The winner of the 2023 Prague Spring International Music Competition, French violist Sào Soulez Larivière, will be the soloist in a performance of the Concerto for Viola and Orchestra by Krzysztof Penderecki, a classic of Polish music. “Penderecki’s Viola Concerto recalls the legacy of Simón Bolívar as a symbol of liberation and independence,” says Sào Soulez Larivière of the work, which was premiered in Caracas, Venezuela. “Although the tones carry echoes of the past, it is clear that the work speaks to us just as deeply today,” adds the young artist, who was appointed professor at the Mozarteum in Salzburg soon after his triumph in Prague.
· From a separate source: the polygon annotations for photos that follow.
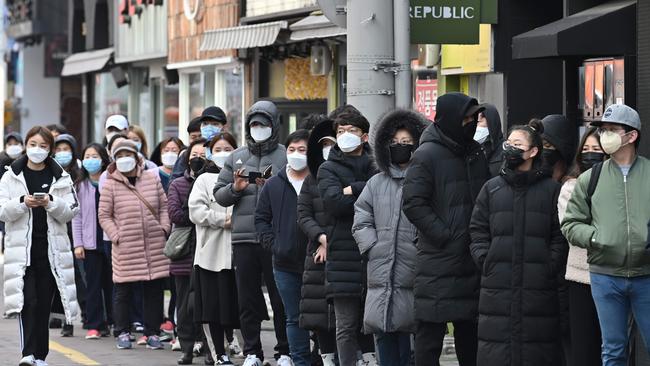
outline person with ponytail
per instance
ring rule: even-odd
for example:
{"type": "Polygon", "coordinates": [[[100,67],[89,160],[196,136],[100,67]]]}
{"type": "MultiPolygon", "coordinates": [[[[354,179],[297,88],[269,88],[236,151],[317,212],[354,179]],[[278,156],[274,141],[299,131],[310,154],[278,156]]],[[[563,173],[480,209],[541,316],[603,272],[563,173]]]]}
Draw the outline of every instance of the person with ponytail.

The Prague Spring Debut was launched in 2014 on the initiative of Jiří Bělohlávek, former President of the Prague Spring Artistic Council and Chief Conductor of the Czech Philharmonic. Since then, it has been a platform enabling the most promising young conductors to collaborate with leading Czech orchestras, thus acquiring invaluable experience and the opportunity to showcase their personality. Among those who have made their debut at Prague Spring are Marek Šedivý, Jakub Klecker, Jiří Rožeň, Robert Kružík, František Macek and Marek Prášil. In addition to the Czech conductors, there have also been two winners of the conducting competition in Besançon, France – Jonathon Heyward and Ben Glassberg (now the newly-appointed music director of the Vienna Volksoper). In 2023, Alena Hron was the first female conductor.
Frýdek-Místek-born Jiří Habart‘s success at the Donatella Flick Competition in London was soon followed by further success at the Zoltán Kodály Conducting Competition in Debrecen, Hungary, where he took fifth place and won three special prizes – the Hungarian State Opera Prize and the prizes of the Budafok Dohnányi Orchestra and the Kodály Filharmónia Debrecen. Habart studied conducting at the Janáček Academy of Performing Arts in Brno under Jakub Klecker and Tomáš Hanus. He has participated in conducting courses under Tomáš Netopil, Kirk Trevor, Zsolt Nagy and Mark Stringer. Interestingly, he studied baroque violin with Lenka Torgersen, concertmaster of the Collegium Marianum. Since the 2019–2020 season, he has been conducting the opera ensemble of the National Moravian-Silesian Theatre in Ostrava, where he has performed Verdi’s Nabucco, Massenet’s Manon and Smetana’s The Two Widows, Dalibor and The Bartered Bride. He has also premiered stage works by Baroque composers Claudio Monteverdi and Henry Purcell.
To date, Habart has worked with a number of Czech symphony orchestras, including the Brno Philharmonic, the Bohuslav Martinů Philharmonic in Zlín and the Pilsen Philharmonic. His success in international competitions has also opened up further opportunities abroad.